My experience with Ubuntu

Let me talk about my first experience with Ubuntu. But before that I had to state that my previous experience with Linux was somewhat limited. I did play a bit with Linux at around 2003. I also have couple of OpenWRT routers that are Linux based. I was able to do quite a lot with these routers.

Anyway, back to Ubuntu. We had quite old server that was running Ubuntu 16.04.5 LTS and I have to install exactly the same version and necessary software. At the beginning I couldn’t find 16.04.5, but I was able to find 16.04.1 and I decided to install it and then later upgrade it to 16.04.5.

Firstly, I accidently install regular Ubuntu with desktop etc. To my surprise it didn’t find network drivers and desktop experience was very slow. This machine has Intel I219 network card and Intel HD 620. I believe that both quite old and I expected that Ubuntu will have drivers for them. But to be honest I declined offer to download everything latest immediately after update because I needed exactly the same version of on old server. Interestingly enough Ubuntu was able to find wireless drivers and I was able to connect to network and internet.

Then I did realize that I need server edition. So, I downloaded server edition and installed it. During installation it did complain that it wasn’t able to find any network drivers. Anyway, I did continue installation and soon enough I had Ubuntu 16.04.1 on that computer. Next task is to install network driver.

If I had the same problem with Windows, I will download network drivers on my flash drive on another computer and then install it from flash drive. But after spending quite some time I did realize that it is not possible to download driver in binary form. Apparently, Linux way is to download source code, compile and then install. After I downloaded and copied source to that machine, I found that make package is not installed on that machine. And to install that package I need internet. Bummer.

At that moment I know that driver my network card called e1000e. To my surprise Ubuntu has this driver but when I attempted to start it, I got error message symbol is not resolved or something like that. Looks like it was incorrectly compiled or perhaps missing some dependencies.

Then I did realize that last step of installer provided choice to install like OpenSSH server, mail server etc. and one of the choices was “Manually install packages”. And then my though was that installation definitely have packages, I just need to install them from CD. So, I did restarted installation, put check in “Manually install packages” but unfortunately it didn’t change anything. I still wasn’t able to select which packages to install after installation. After a lot of searching internet I finally found that it is possible to treat USB flash drive that I installed Ubuntu from as source of packages. Most articles explain how to do it for CD or DVD, but this method doesn’t work with USB. Finally I found way and finally I was able to install make and build-essential package. Great! Finally, I was able to build network driver and install it. Little bit of playing with configuration and finally I have a network.

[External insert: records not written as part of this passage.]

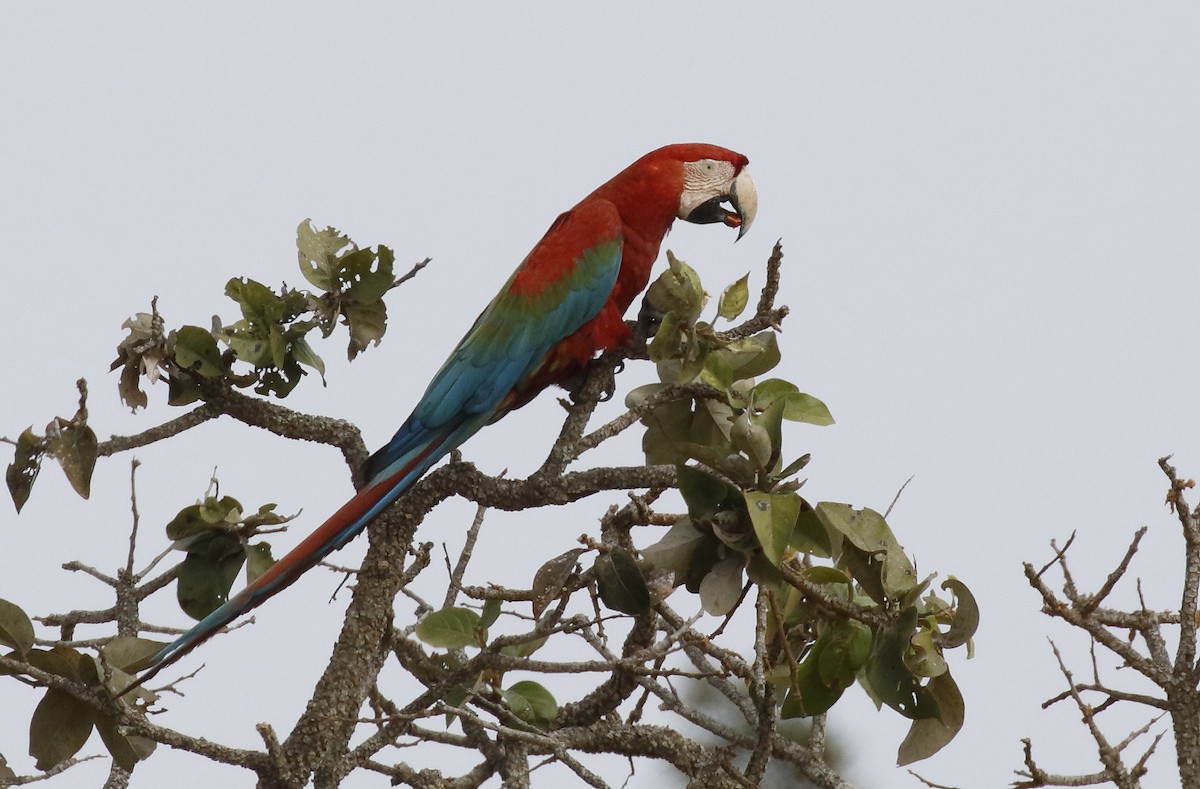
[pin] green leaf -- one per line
(318, 253)
(640, 395)
(367, 325)
(675, 550)
(196, 350)
(126, 751)
(677, 289)
(753, 356)
(805, 408)
(923, 657)
(258, 560)
(491, 612)
(207, 573)
(753, 440)
(735, 297)
(76, 447)
(24, 467)
(816, 691)
(6, 774)
(61, 661)
(717, 372)
(721, 586)
(966, 615)
(367, 275)
(666, 339)
(703, 493)
(16, 630)
(532, 703)
(60, 726)
(551, 577)
(451, 628)
(666, 427)
(927, 736)
(773, 516)
(131, 654)
(305, 355)
(810, 535)
(621, 583)
(888, 676)
(882, 562)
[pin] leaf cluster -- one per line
(67, 714)
(215, 535)
(845, 601)
(271, 336)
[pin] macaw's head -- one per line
(691, 181)
(713, 176)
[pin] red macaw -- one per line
(563, 305)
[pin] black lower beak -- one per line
(709, 211)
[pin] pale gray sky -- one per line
(989, 212)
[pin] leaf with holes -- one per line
(532, 703)
(76, 447)
(621, 583)
(23, 470)
(927, 736)
(16, 630)
(551, 577)
(60, 726)
(966, 614)
(451, 628)
(735, 299)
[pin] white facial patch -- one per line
(703, 180)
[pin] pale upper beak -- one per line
(743, 198)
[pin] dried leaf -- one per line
(23, 470)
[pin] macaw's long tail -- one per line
(391, 471)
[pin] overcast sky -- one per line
(989, 212)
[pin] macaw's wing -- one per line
(561, 285)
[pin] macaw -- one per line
(563, 305)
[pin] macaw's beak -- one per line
(742, 197)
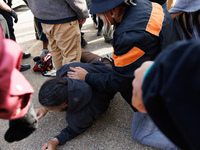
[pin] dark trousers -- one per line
(9, 21)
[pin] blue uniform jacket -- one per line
(143, 32)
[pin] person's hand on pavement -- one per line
(51, 145)
(79, 73)
(40, 112)
(14, 15)
(137, 101)
(81, 21)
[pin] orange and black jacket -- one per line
(143, 32)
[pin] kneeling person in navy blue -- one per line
(82, 103)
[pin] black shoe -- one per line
(99, 33)
(25, 67)
(26, 55)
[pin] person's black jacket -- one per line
(85, 104)
(171, 93)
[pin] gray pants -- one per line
(146, 132)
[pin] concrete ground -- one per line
(111, 131)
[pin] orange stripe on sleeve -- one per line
(156, 19)
(128, 58)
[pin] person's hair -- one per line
(54, 92)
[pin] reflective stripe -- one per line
(156, 19)
(128, 58)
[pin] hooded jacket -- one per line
(144, 31)
(85, 104)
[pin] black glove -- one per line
(14, 15)
(23, 127)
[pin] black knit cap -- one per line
(100, 6)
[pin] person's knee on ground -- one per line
(87, 57)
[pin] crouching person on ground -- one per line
(82, 103)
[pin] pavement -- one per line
(111, 131)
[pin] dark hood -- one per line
(79, 94)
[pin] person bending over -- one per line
(82, 103)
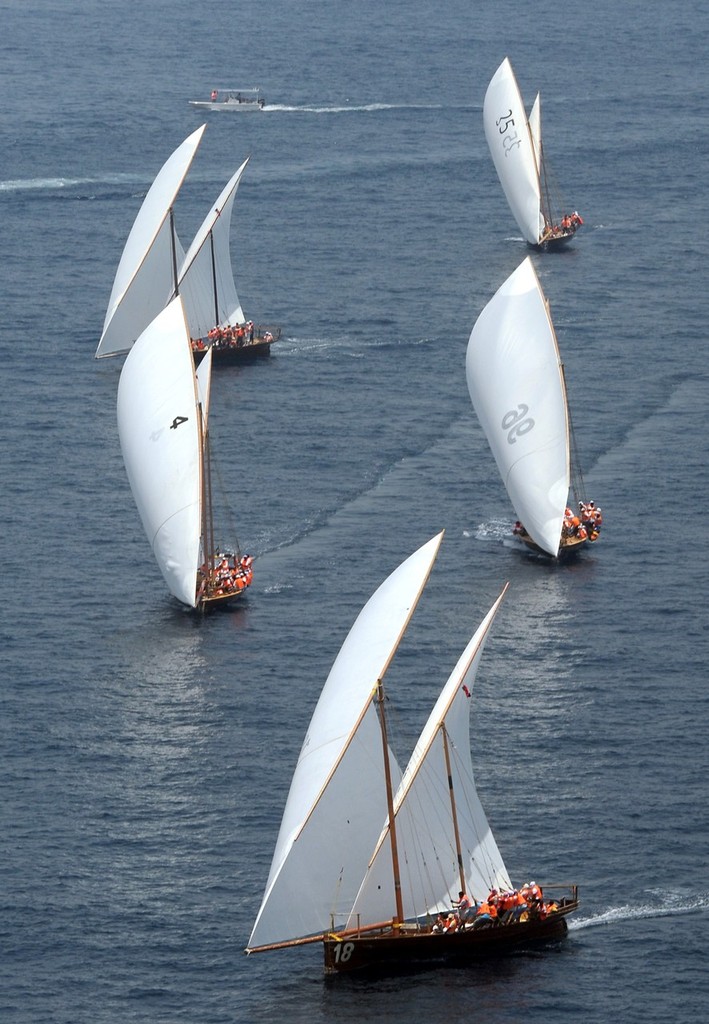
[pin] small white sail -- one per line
(337, 801)
(514, 377)
(510, 143)
(205, 280)
(424, 812)
(146, 276)
(158, 410)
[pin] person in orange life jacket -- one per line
(465, 907)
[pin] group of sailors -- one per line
(230, 576)
(570, 222)
(230, 337)
(498, 908)
(585, 523)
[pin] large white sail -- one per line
(205, 280)
(337, 801)
(158, 409)
(146, 276)
(425, 812)
(515, 381)
(508, 135)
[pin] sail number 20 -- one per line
(516, 423)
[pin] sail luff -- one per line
(397, 879)
(159, 429)
(337, 787)
(144, 279)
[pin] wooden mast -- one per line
(207, 521)
(214, 284)
(389, 806)
(454, 812)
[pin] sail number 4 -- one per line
(516, 423)
(509, 141)
(343, 950)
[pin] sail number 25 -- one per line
(509, 141)
(516, 423)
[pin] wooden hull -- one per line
(234, 105)
(226, 355)
(414, 950)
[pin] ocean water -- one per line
(146, 755)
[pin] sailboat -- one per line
(515, 378)
(154, 267)
(368, 857)
(515, 144)
(163, 411)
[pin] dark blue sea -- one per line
(146, 754)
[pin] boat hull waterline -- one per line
(401, 949)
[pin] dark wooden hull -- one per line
(233, 354)
(555, 242)
(414, 950)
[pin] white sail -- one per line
(337, 801)
(158, 411)
(146, 276)
(509, 139)
(205, 280)
(424, 813)
(535, 122)
(515, 381)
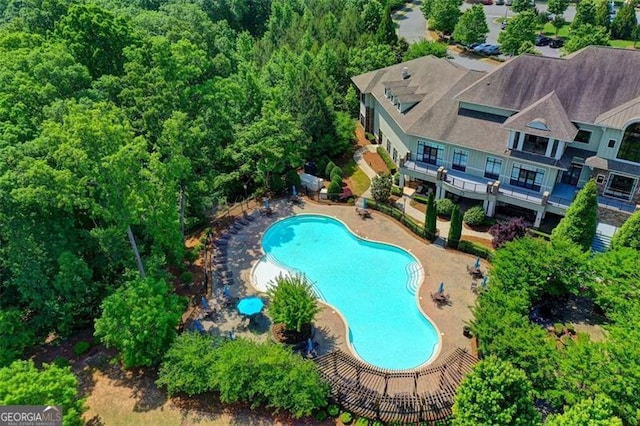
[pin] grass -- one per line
(623, 44)
(360, 182)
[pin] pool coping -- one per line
(435, 354)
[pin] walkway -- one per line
(405, 201)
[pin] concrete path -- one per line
(405, 202)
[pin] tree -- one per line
(424, 48)
(495, 393)
(581, 219)
(502, 233)
(266, 373)
(455, 228)
(15, 335)
(21, 383)
(520, 6)
(472, 26)
(431, 216)
(586, 35)
(557, 8)
(603, 13)
(521, 29)
(585, 13)
(381, 188)
(592, 412)
(386, 31)
(625, 21)
(186, 367)
(444, 15)
(140, 320)
(293, 302)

Ok, time to upgrade to 16.04.5 from internet. Upgrade was simple and smooth except that now I lost network again. Oops. Well, my thought was that perhaps kernel changed, and I need recompile driver again. No problem. But when I attempted to compile driver, I found that now kernel headers are missing. I still have kernel headers for 16.04.1 but not for 16.04.5. And I cannot install them from USB flash drive because it has 16.04.1 header files. Damn.

At this moment I know that I should also install kernel headers of specific version when I do upgrade, or perhaps provide different switch like dist-upgrade to apt-get. But by that time, I actually found 16.04.5 image, so I did reinstall 16.04.5. It wasn’t exact version I wanted but kernel was I think 131 while I needed 132, so I decided that it was acceptable.

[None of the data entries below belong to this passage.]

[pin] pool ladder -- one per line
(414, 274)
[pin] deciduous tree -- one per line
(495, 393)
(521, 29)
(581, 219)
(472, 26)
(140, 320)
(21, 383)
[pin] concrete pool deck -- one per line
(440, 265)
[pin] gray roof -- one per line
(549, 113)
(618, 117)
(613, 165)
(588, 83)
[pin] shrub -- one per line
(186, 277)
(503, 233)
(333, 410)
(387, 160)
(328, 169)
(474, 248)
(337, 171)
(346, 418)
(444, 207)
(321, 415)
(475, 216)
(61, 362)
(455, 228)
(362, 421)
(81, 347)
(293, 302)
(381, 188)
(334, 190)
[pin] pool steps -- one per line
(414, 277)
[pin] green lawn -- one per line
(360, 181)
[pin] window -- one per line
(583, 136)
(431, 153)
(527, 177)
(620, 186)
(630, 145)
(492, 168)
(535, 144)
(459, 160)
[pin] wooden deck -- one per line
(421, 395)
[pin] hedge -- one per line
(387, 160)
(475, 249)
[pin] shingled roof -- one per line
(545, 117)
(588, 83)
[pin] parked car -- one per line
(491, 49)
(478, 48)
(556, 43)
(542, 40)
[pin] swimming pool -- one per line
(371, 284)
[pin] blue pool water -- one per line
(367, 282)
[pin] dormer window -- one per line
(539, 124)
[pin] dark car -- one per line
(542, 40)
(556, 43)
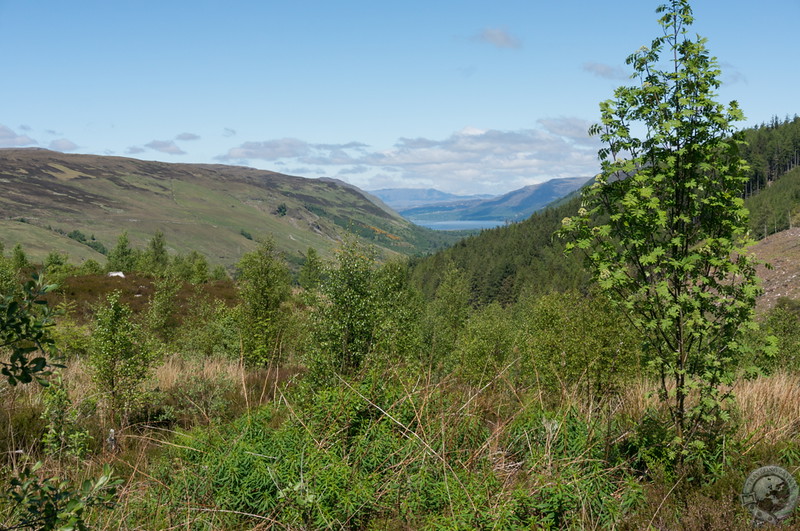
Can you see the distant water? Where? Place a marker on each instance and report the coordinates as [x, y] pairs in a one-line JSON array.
[[460, 225]]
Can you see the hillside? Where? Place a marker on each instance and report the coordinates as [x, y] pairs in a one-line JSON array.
[[513, 206], [404, 198], [217, 210]]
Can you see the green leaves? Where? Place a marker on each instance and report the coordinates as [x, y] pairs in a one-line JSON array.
[[25, 320], [663, 228]]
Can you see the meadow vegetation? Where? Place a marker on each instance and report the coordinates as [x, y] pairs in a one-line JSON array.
[[369, 394]]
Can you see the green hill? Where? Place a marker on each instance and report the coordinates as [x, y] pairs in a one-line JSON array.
[[217, 210]]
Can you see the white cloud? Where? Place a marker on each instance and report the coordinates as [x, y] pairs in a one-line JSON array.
[[165, 146], [471, 160], [269, 150], [606, 71], [64, 145], [187, 137], [9, 138], [499, 38]]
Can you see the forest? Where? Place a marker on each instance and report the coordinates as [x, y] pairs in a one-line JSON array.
[[599, 365]]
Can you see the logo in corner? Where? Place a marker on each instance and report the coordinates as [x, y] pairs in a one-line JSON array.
[[770, 494]]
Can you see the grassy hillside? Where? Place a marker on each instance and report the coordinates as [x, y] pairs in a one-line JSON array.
[[215, 209]]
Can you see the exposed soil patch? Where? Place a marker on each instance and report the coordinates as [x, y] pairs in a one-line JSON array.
[[782, 251]]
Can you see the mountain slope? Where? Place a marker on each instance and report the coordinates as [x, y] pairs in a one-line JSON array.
[[215, 209], [405, 198], [515, 205]]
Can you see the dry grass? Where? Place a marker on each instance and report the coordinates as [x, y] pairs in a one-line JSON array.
[[770, 406]]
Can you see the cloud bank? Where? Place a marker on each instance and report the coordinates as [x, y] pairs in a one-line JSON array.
[[498, 38], [9, 138], [468, 161]]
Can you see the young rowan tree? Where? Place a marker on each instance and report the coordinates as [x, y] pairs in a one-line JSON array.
[[264, 284], [664, 227]]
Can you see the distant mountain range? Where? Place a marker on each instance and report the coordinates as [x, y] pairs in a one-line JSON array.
[[431, 206], [401, 199], [214, 209]]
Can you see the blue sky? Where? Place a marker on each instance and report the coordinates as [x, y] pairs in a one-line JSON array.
[[464, 96]]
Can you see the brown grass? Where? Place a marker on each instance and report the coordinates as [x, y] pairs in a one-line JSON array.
[[770, 406]]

Again in 16.04.5 I found driver e1000e and this time it didn’t complain and doesn’t work either. But after installing packages and recompiling network driver everything works fine.

I found that it is pity that by default Linux does not configure network by default. Most configurations use DHCP anyway and it will be way easier. But because there is no autoconfiguration I had to change file /etc/network/interface. Thanks god, that by default Ubuntu has nano editor because editing configuration files in vim is huge pain.I had to add following lines:

auto en0
iface en0 inet dhcp

And everything started working fine. Then I did install many packages as on server. Some of them were in own repositories and quite old one. And somewhere between network adapter changed its name to em1. So, I lost network again. And by that time, I moved that PC to server rack, so I had to go to server room and play with computer there. Renamed en0 to em1 in /etc/network/interface and everything is working again.

As conclusion it was quite interesting experience. I really like conception of packages. You need to install python with all its dependencies? No problem, one command line and you are done. You can remove it on one command as well. What is annoying that it is not possible to have binary driver. I don’t know what is reason behind, but it could be nice to be able to download binary version. Perhaps there is other way to compile it somewhere and then copy it. Anyway, it was challenging but I did overcome all challenges and now that server is working and doing its job.